Meta Tag Generator
Generate HTML meta tags for title, description, robots, language, and author.
HTML Meta Tag Generator for Page Metadata
A meta tag generator creates HTML metadata tags from the information you enter into a form. This Gouho tool is focused on core page metadata: site title, site description, site keywords, robots indexing and following directives, content type, language, optional revisit-after timing, and optional author information. After you submit the form, the result gives you copyable HTML meta tags and a plain text version that can be saved as a TXT file.
The tool is useful when you need a clean starting point for a page head, a small static website, a template update, or a quick metadata draft. It does not replace editorial judgment or technical SEO review. It gives you structured HTML output, then you decide whether the title, description, robots settings, and optional tags match the page’s real purpose.
How to Use the Meta Tag Generator
- Enter the Site Title. Keep it specific to the page, not only the website name.
- Enter the Site Description. Write a short, readable summary that explains what the page offers.
- Add Site Keywords if you need the legacy keywords tag for your project. Separate keyword phrases with commas.
- Choose whether robots should index the page.
- Choose whether robots should follow links on the page.
- Select the content type option, such as UTF-8 or UTF-16.
- Select the page language from the visible language menu.
- Choose a revisit-after value if you want that optional tag included, or leave it at the neutral option when it is not needed.
- Add an Author value when the page should include an author meta tag.
- Click Generate, then copy the generated tags or save the plain text output as a TXT file.
The result area shows highlighted generated tags and provides Copy to Clipboard and Save as TXT actions. Copy is the fastest option when you are pasting into a template or CMS field.

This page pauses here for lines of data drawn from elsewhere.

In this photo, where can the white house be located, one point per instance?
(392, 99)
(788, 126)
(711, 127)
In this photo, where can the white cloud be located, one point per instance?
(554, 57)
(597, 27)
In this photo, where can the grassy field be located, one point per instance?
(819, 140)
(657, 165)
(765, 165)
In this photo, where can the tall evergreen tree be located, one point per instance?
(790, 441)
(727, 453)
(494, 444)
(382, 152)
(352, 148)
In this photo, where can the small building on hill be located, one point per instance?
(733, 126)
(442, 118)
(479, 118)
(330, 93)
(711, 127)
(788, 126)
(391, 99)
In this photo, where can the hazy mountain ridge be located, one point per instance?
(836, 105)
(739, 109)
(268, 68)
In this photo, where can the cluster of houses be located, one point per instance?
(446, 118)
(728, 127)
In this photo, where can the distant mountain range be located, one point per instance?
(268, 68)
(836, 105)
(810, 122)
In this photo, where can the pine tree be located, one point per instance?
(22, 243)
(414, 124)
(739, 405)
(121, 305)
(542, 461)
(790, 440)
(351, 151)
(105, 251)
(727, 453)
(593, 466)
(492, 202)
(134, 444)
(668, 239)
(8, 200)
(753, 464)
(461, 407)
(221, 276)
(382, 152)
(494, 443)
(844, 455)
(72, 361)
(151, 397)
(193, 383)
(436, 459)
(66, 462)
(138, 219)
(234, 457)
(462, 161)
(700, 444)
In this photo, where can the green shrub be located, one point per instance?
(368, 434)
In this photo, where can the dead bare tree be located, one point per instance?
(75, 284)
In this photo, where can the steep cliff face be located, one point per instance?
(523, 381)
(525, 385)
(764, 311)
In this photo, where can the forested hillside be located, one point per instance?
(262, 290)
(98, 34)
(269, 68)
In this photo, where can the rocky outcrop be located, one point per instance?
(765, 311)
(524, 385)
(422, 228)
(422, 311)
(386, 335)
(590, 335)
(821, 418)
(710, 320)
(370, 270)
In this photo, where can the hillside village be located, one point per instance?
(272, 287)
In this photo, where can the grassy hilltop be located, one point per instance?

Save as TXT is useful when you want to send the generated code to a developer, keep a local record, or compare draft versions later.
What Each Generated Tag Is For
Title and Description Tags
The title and description should be treated as editorial fields, not mechanical placeholders. The title helps identify the page topic, while the description explains the page in a compact sentence or two. Before generating tags, write these fields for the exact page you are working on. A homepage, article, tool page, contact page, and product page should not share the same metadata.

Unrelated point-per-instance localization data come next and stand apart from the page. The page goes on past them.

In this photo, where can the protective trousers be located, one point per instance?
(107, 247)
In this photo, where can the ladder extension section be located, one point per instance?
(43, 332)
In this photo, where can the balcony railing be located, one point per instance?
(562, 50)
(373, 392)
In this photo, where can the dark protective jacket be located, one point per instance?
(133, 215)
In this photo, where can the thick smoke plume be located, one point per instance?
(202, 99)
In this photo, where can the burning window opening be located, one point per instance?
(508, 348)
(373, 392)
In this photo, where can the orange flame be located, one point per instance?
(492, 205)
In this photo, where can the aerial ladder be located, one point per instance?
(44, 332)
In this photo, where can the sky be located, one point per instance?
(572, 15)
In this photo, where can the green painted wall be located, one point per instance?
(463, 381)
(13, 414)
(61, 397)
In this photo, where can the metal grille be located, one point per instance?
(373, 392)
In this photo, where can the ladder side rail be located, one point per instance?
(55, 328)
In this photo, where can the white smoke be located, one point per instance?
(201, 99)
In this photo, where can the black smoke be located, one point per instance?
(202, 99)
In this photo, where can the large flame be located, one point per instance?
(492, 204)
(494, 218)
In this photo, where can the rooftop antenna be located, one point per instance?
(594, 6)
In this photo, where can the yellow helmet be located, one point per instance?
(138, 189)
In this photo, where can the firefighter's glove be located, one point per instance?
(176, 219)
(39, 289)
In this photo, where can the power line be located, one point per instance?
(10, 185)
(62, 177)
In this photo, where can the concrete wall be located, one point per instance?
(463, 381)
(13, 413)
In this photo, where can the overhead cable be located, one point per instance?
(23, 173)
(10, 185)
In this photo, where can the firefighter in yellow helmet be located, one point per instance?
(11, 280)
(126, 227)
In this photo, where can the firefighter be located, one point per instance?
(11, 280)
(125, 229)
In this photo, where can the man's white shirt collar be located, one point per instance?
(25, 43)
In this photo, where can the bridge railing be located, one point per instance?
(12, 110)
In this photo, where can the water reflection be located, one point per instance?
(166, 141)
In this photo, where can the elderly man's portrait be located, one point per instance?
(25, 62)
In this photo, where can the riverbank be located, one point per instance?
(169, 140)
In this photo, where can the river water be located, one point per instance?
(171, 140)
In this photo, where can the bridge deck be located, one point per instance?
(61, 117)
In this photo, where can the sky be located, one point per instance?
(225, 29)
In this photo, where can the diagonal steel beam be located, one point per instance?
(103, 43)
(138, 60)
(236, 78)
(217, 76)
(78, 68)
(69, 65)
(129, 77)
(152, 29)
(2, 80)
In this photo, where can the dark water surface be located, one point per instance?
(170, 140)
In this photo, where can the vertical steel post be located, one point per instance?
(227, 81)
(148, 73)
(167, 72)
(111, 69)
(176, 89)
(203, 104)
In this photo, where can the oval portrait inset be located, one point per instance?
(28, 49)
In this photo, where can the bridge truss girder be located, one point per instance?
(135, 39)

Robots Index and Follow Directives
The index and follow choices are converted into a robots meta tag. Choose index when the page is meant to appear in search results. Choose noindex for pages that should stay out of search, such as some internal, duplicate, temporary, or low-value pages. Choose follow when crawlers may follow links on the page. Choose nofollow only when you have a specific reason to discourage link following from that page.
Charset, Language, Author, and Revisit-After
The content type option creates a charset-related tag. For most modern pages, UTF-8 is the practical default. The language field adds language metadata. The author field is optional and should be used only when an author tag is meaningful for your site. The revisit-after tag is also optional and may not be used by major search engines as a ranking signal, but some site owners still include it for legacy metadata consistency.
When This Generator Is the Right Tool
- Building a new static page: generate a basic metadata block before adding it to the page head.
- Preparing a CMS template: draft the fields that a developer or editor needs to map into the template.
- Creating a quick metadata sample: show a client or teammate what the generated HTML will look like.
- Testing robots choices: compare index/follow combinations before choosing the final directive.
- Documenting a metadata update: save the TXT output so the exact requested tags are easy to review later.
If you already have a live page and need to see what metadata is currently published, use the Meta Tag Checker after generating or updating the tags. If your page also needs social preview markup, create that separately with the Open Graph Generator. If you are reviewing whether the page copy supports the topic you describe in the title and description, use the Keyword Density Checker as a separate content check.
Writing Better Inputs Before You Generate Tags
The generated HTML is only as useful as the fields you provide. Start with the real page purpose. A good title identifies the page clearly without stuffing several unrelated keywords into one line. A good description tells a searcher or visitor what they will find, why the page is relevant, and what kind of task it helps with. If you are generating tags for several pages, write unique values for each page instead of copying the same title and description across the site.
Use the keyword field carefully. The meta keywords tag is a legacy field and should not be treated as a shortcut for ranking. If your project still uses it for internal search, older systems, or documentation, keep the keywords concise and relevant. Do not add long lists of unrelated phrases, competitor names, or repeated variations.
Common Mistakes to Avoid
- Do not generate a title that describes the whole website when the tag is for one specific page.
- Do not choose noindex for a public page that should be discoverable in search.
- Do not rely on the keywords tag as a substitute for useful page content.
- Do not paste generated tags into the visible body content; metadata belongs in the page head or the equivalent CMS metadata fields.
- Do not forget to test the live page after implementation, because the generated code must still be added correctly to the website.